Meta (formerly Facebook) has a new AI training platform for the newest NVIDIA GPUs. Dubbed the Meta “Grand Teton” the new platform is designed to house 8x NVIDIA H100 GPUs while greatly increasing interconnect bandwidth.
This is the Meta Grand Teton 8x NVIDIA H100 Machine
This is the side view of the massive Meta Grand Teton system with 8x NVIDIA H100 GPUs in a pull-out tray:
One can see a few common features. For example, Meta is using many OCP NIC 3.0 form factor network cards. There are at least ten that we could on the front of the chassis. In this generation with PCIe Gen5, they can be 200GbE or 400GbE/ 400Gbps IB ports. The company also has an EDSFF (E1) storage array on the front of the chassis and another section for E1.S boot drives. If you want to learn more about EDSFF you can see E1 and E3 EDSFF to Take Over from M.2 and 2.5 in SSDs. This is a great example of the M.2 boot devices being phased out in favor of E1.S.

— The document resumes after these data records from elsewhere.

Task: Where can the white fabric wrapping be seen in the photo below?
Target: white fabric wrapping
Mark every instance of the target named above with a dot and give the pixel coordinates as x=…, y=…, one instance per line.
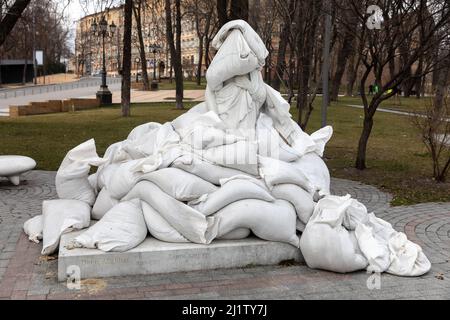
x=302, y=201
x=121, y=229
x=179, y=184
x=232, y=165
x=190, y=223
x=33, y=228
x=72, y=177
x=342, y=237
x=159, y=227
x=230, y=191
x=103, y=204
x=273, y=221
x=204, y=169
x=326, y=244
x=60, y=217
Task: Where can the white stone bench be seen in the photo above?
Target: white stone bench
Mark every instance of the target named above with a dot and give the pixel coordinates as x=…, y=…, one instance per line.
x=12, y=167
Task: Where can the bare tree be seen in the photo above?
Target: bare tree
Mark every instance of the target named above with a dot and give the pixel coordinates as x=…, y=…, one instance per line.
x=11, y=13
x=174, y=42
x=126, y=64
x=423, y=22
x=228, y=10
x=138, y=8
x=434, y=128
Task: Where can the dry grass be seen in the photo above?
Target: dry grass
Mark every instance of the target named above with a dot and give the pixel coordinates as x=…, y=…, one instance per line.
x=398, y=161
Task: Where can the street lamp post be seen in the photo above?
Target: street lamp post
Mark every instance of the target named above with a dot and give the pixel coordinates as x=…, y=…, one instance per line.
x=137, y=60
x=154, y=48
x=101, y=30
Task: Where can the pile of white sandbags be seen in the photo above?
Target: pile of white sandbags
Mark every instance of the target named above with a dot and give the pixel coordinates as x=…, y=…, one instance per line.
x=342, y=237
x=233, y=166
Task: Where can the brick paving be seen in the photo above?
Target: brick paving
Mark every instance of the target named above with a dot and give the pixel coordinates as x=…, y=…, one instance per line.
x=24, y=274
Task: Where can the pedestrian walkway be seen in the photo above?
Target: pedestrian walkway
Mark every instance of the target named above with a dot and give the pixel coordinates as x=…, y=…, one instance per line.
x=138, y=96
x=24, y=274
x=401, y=113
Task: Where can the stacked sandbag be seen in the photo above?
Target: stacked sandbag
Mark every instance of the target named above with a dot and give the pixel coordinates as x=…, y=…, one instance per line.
x=234, y=165
x=342, y=237
x=60, y=217
x=33, y=228
x=72, y=177
x=121, y=229
x=232, y=190
x=272, y=221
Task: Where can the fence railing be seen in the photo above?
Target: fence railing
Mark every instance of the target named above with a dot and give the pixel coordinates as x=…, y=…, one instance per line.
x=27, y=91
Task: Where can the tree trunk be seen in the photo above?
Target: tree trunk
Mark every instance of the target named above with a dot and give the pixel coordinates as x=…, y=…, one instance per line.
x=138, y=18
x=442, y=81
x=239, y=10
x=24, y=75
x=281, y=57
x=200, y=61
x=175, y=49
x=126, y=64
x=362, y=145
x=222, y=12
x=12, y=16
x=342, y=58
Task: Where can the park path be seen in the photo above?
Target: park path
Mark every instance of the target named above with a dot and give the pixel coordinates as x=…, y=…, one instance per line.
x=24, y=274
x=138, y=96
x=88, y=90
x=25, y=95
x=400, y=113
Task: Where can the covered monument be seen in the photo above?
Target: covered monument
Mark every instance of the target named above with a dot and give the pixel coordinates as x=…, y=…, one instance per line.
x=232, y=166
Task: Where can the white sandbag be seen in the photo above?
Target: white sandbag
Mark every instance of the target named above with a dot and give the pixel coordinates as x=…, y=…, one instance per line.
x=179, y=184
x=238, y=234
x=93, y=181
x=204, y=169
x=316, y=171
x=277, y=108
x=159, y=227
x=190, y=117
x=142, y=130
x=231, y=191
x=188, y=122
x=207, y=137
x=115, y=154
x=233, y=58
x=158, y=140
x=300, y=226
x=272, y=221
x=62, y=216
x=228, y=103
x=321, y=138
x=72, y=177
x=159, y=160
x=251, y=37
x=407, y=258
x=388, y=250
x=103, y=204
x=276, y=172
x=121, y=229
x=270, y=143
x=326, y=244
x=123, y=179
x=190, y=223
x=241, y=156
x=104, y=174
x=301, y=200
x=33, y=228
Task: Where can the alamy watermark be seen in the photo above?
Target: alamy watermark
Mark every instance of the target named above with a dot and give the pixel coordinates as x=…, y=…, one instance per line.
x=376, y=17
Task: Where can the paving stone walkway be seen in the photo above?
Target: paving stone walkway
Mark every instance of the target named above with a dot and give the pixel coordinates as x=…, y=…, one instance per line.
x=24, y=274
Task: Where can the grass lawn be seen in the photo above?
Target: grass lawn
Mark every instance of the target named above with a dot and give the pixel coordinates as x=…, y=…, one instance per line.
x=398, y=162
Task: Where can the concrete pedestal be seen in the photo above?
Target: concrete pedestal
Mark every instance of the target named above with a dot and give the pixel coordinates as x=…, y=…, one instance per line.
x=153, y=257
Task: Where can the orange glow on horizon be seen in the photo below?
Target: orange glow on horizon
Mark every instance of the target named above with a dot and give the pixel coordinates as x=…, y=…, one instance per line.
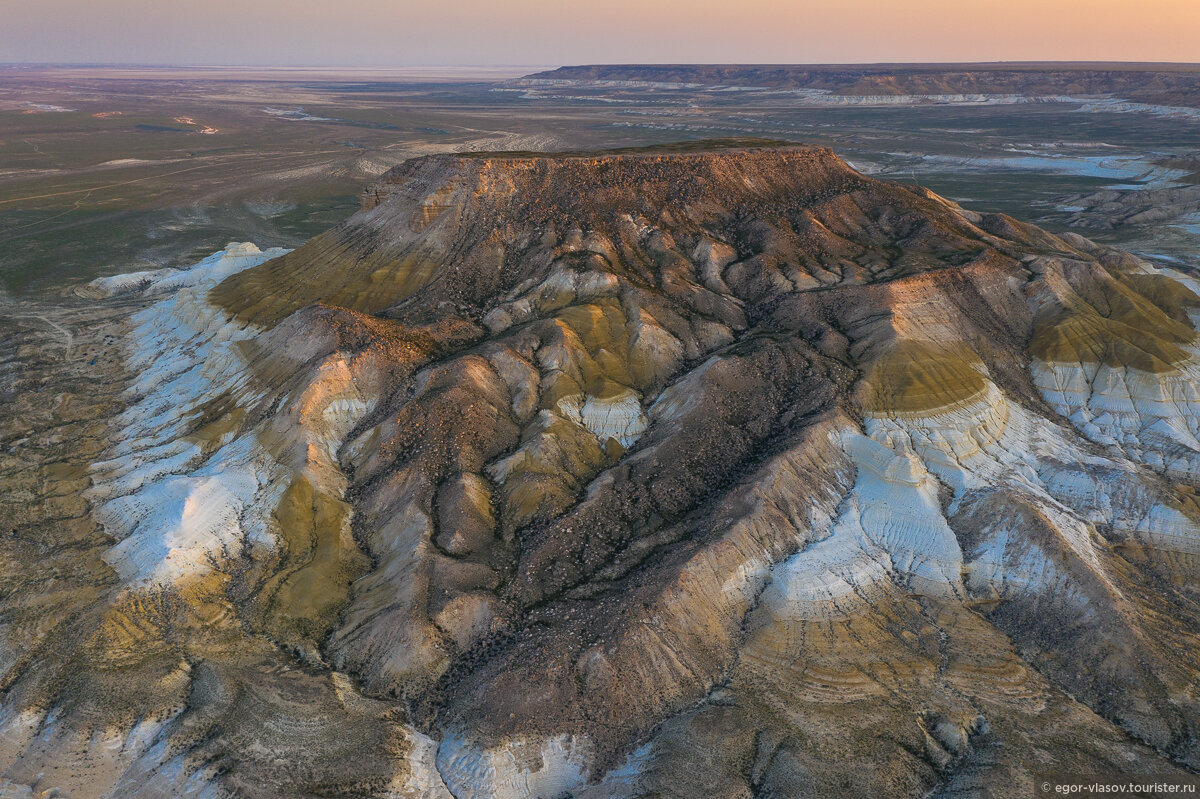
x=371, y=32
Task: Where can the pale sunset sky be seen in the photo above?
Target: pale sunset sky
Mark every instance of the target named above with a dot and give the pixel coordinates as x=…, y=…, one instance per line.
x=407, y=32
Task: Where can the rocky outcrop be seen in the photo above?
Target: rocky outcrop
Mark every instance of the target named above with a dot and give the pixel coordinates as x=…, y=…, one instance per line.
x=723, y=472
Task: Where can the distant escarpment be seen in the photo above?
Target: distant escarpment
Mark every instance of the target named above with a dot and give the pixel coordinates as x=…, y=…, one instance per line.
x=718, y=472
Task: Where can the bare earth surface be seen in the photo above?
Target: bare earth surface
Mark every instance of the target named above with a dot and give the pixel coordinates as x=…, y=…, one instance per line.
x=661, y=466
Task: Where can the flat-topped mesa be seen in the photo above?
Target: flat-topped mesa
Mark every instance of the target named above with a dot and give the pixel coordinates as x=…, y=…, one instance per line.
x=580, y=184
x=751, y=221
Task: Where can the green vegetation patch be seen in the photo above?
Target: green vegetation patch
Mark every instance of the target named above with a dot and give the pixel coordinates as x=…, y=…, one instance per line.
x=1139, y=322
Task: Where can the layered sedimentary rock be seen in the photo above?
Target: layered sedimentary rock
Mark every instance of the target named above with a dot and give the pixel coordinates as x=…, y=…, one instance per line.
x=723, y=473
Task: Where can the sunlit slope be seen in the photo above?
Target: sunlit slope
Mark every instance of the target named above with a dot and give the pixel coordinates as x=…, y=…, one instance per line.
x=652, y=474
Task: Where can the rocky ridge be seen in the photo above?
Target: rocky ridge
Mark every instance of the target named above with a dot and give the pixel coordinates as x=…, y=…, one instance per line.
x=726, y=472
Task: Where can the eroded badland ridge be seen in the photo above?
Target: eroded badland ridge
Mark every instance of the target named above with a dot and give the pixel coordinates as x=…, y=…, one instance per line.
x=724, y=470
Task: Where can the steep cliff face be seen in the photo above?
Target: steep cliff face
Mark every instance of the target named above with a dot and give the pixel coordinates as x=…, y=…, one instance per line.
x=707, y=473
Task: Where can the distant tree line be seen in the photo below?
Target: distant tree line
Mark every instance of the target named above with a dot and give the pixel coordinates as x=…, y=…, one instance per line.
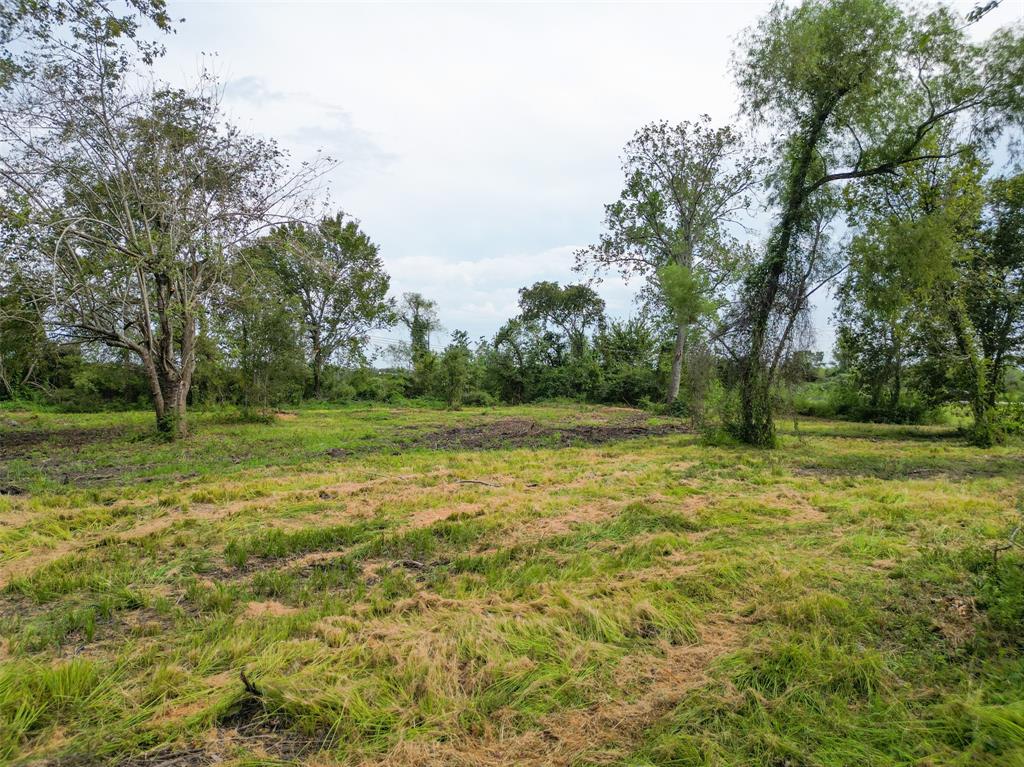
x=154, y=252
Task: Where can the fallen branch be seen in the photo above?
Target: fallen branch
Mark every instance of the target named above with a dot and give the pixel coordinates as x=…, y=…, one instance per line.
x=412, y=564
x=251, y=688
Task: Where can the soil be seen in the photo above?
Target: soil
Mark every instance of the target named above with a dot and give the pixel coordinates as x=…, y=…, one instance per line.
x=24, y=441
x=524, y=432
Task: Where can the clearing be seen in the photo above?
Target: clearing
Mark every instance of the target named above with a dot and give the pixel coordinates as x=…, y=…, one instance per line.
x=558, y=585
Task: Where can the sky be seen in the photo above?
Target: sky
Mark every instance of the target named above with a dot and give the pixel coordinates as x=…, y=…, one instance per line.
x=477, y=143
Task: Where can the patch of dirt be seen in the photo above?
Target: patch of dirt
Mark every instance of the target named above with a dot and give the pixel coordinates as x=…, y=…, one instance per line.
x=24, y=441
x=955, y=619
x=525, y=432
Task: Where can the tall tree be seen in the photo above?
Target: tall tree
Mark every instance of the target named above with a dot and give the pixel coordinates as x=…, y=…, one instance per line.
x=335, y=271
x=685, y=185
x=850, y=89
x=954, y=247
x=130, y=204
x=34, y=33
x=419, y=314
x=572, y=309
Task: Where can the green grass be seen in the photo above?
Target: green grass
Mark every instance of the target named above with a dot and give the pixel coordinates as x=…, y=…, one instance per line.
x=669, y=600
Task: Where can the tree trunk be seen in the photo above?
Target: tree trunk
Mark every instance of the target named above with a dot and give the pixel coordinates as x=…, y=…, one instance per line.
x=984, y=433
x=677, y=364
x=757, y=426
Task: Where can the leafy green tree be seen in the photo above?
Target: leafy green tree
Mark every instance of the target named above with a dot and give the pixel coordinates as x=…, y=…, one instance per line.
x=261, y=329
x=454, y=370
x=335, y=273
x=851, y=89
x=686, y=187
x=951, y=246
x=419, y=314
x=628, y=352
x=37, y=33
x=573, y=309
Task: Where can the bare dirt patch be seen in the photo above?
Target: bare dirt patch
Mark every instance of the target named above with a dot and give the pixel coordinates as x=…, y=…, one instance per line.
x=24, y=441
x=525, y=432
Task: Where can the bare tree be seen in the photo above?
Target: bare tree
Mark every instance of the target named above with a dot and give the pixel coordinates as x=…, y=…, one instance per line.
x=128, y=203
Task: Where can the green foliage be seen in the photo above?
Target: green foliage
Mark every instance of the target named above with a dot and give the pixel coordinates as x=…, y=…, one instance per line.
x=686, y=292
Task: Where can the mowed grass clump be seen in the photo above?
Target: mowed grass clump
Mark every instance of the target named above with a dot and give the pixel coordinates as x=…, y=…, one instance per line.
x=249, y=597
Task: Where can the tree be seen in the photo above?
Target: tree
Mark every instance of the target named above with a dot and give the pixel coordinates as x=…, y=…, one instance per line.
x=335, y=272
x=24, y=345
x=129, y=205
x=31, y=31
x=454, y=369
x=572, y=309
x=952, y=247
x=850, y=89
x=419, y=314
x=685, y=185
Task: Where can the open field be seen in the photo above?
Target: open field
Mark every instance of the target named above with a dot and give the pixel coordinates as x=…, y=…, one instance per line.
x=529, y=586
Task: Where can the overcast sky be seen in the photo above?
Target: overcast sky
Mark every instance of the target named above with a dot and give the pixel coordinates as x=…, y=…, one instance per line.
x=478, y=143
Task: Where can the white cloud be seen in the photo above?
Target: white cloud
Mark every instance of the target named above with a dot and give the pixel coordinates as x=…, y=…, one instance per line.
x=476, y=140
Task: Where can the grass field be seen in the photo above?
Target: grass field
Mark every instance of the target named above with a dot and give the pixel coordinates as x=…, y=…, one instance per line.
x=529, y=586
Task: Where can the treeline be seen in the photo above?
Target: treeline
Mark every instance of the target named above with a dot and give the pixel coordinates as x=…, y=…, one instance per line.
x=144, y=230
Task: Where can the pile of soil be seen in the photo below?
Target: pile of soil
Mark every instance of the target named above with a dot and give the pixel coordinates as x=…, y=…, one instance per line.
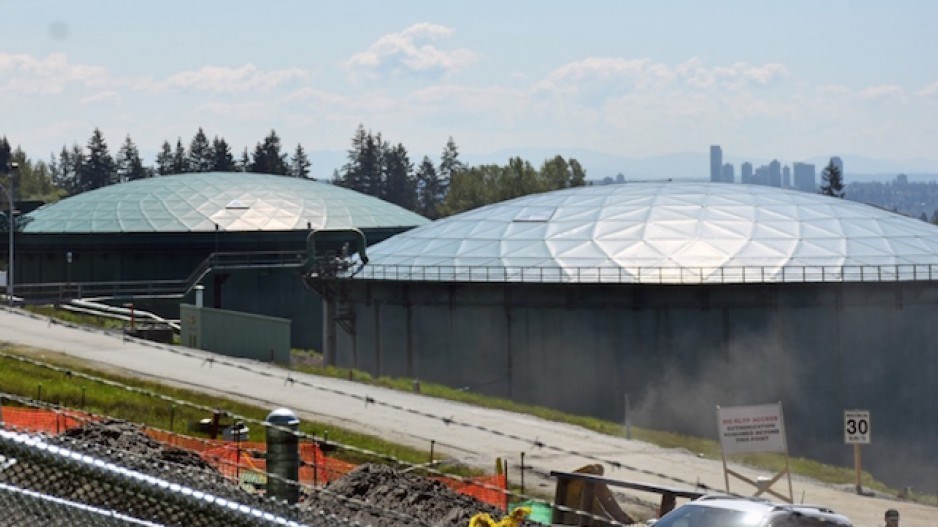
x=375, y=495
x=395, y=491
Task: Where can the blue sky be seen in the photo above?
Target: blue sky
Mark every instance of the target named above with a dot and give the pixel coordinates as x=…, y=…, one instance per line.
x=789, y=80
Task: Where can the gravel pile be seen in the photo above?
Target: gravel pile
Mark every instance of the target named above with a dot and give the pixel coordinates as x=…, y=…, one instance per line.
x=375, y=495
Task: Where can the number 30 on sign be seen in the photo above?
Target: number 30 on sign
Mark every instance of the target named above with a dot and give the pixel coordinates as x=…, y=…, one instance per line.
x=856, y=427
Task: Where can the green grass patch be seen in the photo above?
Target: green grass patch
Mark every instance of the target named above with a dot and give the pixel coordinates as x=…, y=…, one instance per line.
x=310, y=361
x=73, y=391
x=706, y=448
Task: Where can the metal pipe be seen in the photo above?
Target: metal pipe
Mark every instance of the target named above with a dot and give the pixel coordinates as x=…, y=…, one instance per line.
x=9, y=192
x=283, y=455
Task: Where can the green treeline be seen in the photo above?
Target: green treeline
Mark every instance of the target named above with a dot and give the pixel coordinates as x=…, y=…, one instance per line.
x=374, y=166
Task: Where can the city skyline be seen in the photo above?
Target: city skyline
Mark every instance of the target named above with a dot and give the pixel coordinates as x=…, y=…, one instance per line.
x=798, y=175
x=630, y=80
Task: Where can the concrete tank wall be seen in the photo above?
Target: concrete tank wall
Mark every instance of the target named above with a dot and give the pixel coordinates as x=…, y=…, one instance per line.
x=677, y=351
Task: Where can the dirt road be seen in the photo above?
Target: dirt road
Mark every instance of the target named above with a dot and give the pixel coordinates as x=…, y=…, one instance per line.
x=474, y=435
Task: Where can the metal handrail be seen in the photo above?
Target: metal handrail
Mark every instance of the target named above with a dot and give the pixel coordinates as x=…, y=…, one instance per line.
x=698, y=275
x=172, y=288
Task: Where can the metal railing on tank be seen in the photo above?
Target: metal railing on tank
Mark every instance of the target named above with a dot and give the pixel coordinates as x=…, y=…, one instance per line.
x=649, y=275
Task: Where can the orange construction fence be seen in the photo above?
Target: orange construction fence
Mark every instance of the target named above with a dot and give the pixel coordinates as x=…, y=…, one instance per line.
x=41, y=420
x=235, y=458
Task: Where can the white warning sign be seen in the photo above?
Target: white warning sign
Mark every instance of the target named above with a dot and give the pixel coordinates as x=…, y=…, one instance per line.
x=752, y=429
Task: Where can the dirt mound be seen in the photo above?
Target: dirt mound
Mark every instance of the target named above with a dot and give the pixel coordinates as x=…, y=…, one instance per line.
x=375, y=495
x=404, y=493
x=120, y=437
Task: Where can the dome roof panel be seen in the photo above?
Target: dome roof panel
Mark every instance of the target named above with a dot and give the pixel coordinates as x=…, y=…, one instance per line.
x=651, y=231
x=231, y=200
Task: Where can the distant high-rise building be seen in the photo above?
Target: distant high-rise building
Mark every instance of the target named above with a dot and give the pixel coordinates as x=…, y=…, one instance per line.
x=804, y=177
x=839, y=163
x=716, y=162
x=745, y=173
x=775, y=174
x=761, y=176
x=728, y=175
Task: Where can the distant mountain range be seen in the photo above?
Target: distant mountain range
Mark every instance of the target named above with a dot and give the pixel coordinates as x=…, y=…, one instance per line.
x=678, y=166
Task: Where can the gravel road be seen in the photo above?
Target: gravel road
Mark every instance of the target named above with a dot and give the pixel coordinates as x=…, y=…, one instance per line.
x=474, y=435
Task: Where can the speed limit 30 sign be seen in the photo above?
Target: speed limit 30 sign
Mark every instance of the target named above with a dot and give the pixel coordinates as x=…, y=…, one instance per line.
x=857, y=427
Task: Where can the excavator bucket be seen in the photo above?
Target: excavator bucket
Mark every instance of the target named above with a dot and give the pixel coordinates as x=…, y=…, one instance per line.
x=594, y=499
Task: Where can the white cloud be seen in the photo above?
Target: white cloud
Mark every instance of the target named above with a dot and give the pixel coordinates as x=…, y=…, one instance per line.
x=930, y=90
x=882, y=92
x=610, y=75
x=102, y=98
x=410, y=51
x=26, y=75
x=217, y=79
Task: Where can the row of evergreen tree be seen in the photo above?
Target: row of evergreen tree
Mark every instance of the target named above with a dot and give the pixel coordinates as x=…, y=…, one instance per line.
x=374, y=166
x=76, y=170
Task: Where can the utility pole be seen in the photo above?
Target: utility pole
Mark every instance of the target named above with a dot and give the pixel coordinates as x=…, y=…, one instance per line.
x=14, y=168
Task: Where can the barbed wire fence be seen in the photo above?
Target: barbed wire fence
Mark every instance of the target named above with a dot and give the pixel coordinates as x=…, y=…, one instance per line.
x=289, y=378
x=449, y=421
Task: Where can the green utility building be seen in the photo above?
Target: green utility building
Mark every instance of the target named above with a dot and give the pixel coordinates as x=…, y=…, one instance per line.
x=240, y=235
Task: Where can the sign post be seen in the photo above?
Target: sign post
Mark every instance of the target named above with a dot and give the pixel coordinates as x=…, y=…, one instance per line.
x=856, y=433
x=753, y=429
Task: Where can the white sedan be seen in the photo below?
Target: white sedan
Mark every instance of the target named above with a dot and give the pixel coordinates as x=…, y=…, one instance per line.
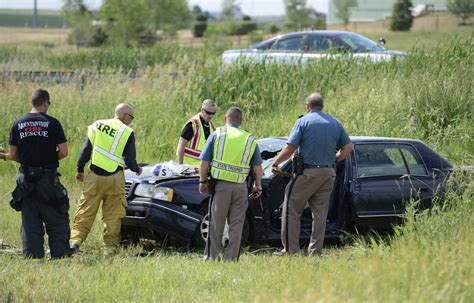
x=300, y=47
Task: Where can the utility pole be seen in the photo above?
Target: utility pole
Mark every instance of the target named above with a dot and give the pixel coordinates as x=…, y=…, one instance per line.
x=35, y=13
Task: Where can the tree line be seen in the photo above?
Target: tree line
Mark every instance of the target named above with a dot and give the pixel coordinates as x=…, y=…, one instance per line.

Meta says that the new system offers significantly more bandwidth, and also simplifies deployment with a single box versus having a CPU head node, a switching box, and then the accelerators.
At the same time, power is up 2x over the previous generation which is quite impressive. That is a bigger jump than the NVIDIA A100 to NVIDIA H100 jump with the H100’s public specs at 700W. CPU TDP is going up in this generation as is NIC TDP.
Meta uses AI all over, and is a leader in the space, so seeking more performance makes a lot of sense here. This is an especially interesting announcement since Meta RSC Selected NVIDIA and Pure Storage for its AI Research Cluster in the NVIDIA A100 generation. Now, Meta has its own training platform. This does not seem like the company’s craziest platform, but it is nice to see some innovation happening in the space. For companies that are not Meta, this platform looks very similar to many of the Supermicro, QCT, and other platforms that we have seen for 8x NVIDIA H100 configurations.